The right combination for the agricultural sector
The agricultural sector has gone through difficult times due to the economic downturn, and the budget should address some of the problems. According to experts, it is essential to intensify research and development in agricultural practices to foster innovation, develop better infrastructure and stimulate digitalisation. There is also a call for reforms to facilitate wider use of micro-irrigation, crop diversification to improve productivity and sustainable agriculture.
Experts have also highlighted the need for subsidized insurance premiums for the sector, including the aquaculture segment. Subsidies to incentivize farmers to adopt data-driven practices and technologies for automation and monitoring could have longer-term benefits. Also, an interest subsidy on long-term loans, rather than periodic election-related loan cancellations, would be prudent, experts say.
Essential support for MSMEs
Micro, small and medium-sized enterprises (MSMEs), among the sectors most affected by the pandemic and the lockdowns, need urgent measures to recover. Their survival is essential not only for their promoters and millions of jobs, but also to prevent millions of loans from deteriorating.
The sector has now sought support similar to the Emergency Line of Credit Guarantee (ECLGS) scheme, under which the National Credit Guarantee Trustee Company provides a 100% credit guarantee on loans from formal lenders. Experts also say the Center should roll out programs to increase financial inclusion so that underserved MSMEs can be brought under the formal lending umbrella.
“Surprise” announcements for the sectors of the new era
The finance minister is expected to make announcements for “new-age” sectors such as cleantech and cryptocurrencies.
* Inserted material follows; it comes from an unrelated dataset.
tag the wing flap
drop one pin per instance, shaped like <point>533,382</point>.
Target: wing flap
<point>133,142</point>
Last year, India pledged at the COP26 climate summit to meet 50% of its energy needs from renewable sources by 2030. In line with this target, the budget could announce measures to support the clean energy and electric vehicle (EV) segments. FICCI suggested that the government offer a 15% concessional tax rate to companies investing in green energy, highlighting how countries like China, Taiwan and Malaysia have boosted their green energy sectors through tax measures.
Pure electric vehicle makers as well as automakers with electric vehicle operations have asked for tax breaks. Additionally, they sought government support to build EV infrastructure across the country, such as charging stations and battery swapping facilities.
Another highly anticipated announcement concerns cryptocurrencies. The Center recently said it would introduce legislation to regulate digital currencies. Outside of regulation, industry insiders expect the budget to further clarify the taxation of crypto income, which tends to fluctuate wildly.